Louis Vuitton is making its mark at Paris Fashion Week with its Fall Winter 2021 Collection. The garments and the stunning performance art visuals aim to reinvent social archetypes by questioning the prejudice created around a society that keeps dress codes related to certain archetypes.
Using James Baldwin’s essay, “Stranger in the Village” as the blueprint for the runway presentation, Virgil Abloh curates a storyline incorporating the Artist, the Salesman, the Architect, and the Drifter stereotypes to present his clothing. He then deconstructs the meaning altogether, rearranging our preconceptions of clothing to create new ones. For example, the collection takes the Kente cloth (a fabric and silhouette native to Virgil Abloh’s Ghanaian heritage) and reprints it in tartan, a pattern associated with Scotland.
This play on illusions is found in the subtle detailing using techniques such as trompe l’oeil and filtrage. Cuban links on a silver-plated briefcase, armbands on fitted suits, an accessory resembling a liferaft on a suit printed with the LV logo, and a giant green flower sewn onto a fur coat — the collection studies our idea of normality, investigating what normal means and looks like, and who has the privilege to look normal.

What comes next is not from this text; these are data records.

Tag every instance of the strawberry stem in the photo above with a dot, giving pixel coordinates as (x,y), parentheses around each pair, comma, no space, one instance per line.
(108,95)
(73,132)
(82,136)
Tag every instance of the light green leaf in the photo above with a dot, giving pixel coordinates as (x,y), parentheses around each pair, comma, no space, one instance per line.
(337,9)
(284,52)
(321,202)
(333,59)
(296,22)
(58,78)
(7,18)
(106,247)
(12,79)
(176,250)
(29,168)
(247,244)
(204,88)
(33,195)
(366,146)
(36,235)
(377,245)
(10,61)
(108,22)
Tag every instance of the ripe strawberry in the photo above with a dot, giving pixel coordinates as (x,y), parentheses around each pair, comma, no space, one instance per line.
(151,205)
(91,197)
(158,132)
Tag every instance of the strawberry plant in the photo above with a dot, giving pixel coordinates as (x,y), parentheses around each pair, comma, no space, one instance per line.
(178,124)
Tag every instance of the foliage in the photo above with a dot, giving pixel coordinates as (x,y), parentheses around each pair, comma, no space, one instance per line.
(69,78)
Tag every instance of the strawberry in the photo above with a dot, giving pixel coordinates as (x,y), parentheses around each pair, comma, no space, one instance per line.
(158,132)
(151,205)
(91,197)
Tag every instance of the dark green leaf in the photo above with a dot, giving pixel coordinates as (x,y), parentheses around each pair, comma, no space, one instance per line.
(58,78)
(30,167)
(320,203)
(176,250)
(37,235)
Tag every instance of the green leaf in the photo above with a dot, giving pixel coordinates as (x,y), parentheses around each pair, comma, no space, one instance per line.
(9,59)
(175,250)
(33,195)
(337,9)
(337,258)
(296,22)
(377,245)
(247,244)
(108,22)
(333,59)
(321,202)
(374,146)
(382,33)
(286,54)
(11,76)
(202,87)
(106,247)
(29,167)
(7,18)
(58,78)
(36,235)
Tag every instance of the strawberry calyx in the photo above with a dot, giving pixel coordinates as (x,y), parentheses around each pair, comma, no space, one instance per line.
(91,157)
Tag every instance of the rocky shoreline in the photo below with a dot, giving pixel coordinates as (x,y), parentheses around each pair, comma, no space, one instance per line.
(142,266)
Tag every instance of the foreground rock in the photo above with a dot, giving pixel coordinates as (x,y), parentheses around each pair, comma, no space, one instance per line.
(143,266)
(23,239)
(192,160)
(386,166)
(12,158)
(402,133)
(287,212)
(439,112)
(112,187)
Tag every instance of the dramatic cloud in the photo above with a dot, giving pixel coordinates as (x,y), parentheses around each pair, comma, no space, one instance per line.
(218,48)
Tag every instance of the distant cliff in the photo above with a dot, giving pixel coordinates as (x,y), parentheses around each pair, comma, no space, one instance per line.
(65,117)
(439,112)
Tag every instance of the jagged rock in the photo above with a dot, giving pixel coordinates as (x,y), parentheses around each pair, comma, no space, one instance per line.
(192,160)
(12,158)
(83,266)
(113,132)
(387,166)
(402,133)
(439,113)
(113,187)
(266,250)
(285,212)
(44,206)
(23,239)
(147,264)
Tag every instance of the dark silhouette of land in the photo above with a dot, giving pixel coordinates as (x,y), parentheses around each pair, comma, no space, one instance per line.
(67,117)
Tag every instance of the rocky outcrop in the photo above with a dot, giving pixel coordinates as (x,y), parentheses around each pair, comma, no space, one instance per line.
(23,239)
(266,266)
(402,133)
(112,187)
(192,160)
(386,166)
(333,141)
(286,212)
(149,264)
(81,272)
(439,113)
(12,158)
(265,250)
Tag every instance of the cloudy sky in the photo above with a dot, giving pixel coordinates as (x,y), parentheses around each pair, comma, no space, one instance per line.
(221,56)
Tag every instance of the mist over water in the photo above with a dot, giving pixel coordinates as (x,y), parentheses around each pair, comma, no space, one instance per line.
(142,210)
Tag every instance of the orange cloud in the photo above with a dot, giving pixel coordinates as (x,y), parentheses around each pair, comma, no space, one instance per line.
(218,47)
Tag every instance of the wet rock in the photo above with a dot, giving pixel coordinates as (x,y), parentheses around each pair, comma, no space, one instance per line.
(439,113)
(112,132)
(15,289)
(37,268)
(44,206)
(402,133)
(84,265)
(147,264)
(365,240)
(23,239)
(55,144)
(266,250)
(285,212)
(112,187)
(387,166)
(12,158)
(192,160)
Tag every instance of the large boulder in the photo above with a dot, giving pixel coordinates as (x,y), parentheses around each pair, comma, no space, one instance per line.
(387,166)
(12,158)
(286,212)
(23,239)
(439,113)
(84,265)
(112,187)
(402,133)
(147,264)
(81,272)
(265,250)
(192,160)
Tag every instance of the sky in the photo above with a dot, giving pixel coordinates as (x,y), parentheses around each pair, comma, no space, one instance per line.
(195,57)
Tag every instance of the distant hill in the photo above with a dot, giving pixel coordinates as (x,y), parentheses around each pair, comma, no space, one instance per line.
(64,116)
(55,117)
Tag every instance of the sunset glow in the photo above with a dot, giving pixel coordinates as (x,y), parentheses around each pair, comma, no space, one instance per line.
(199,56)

The collection also includes aphorisms created by Lawrence Weiner, related to the overall themes featured on accessories and jewelry: “YOU CAN TELL A BOOK BY ITS COVER”, “THE SAME PLACE AT THE SAME TIME”, “(SOMEWHERE SOMEHOW )”. Abloh also plays with texture and color, pairing together materials such as fur, leather, and upcycled material to create a look that redefines what it means to dress up.
Throughout the collection is the signature Louis Vuitton print, along with plaids, marble prints, furs, stripes, reimagined cultural patterns, and more. This season, step into a ‘new normal’ with Louis Vuitton and dare to free yourself from the social prejudice surrounding people, ideas, and art.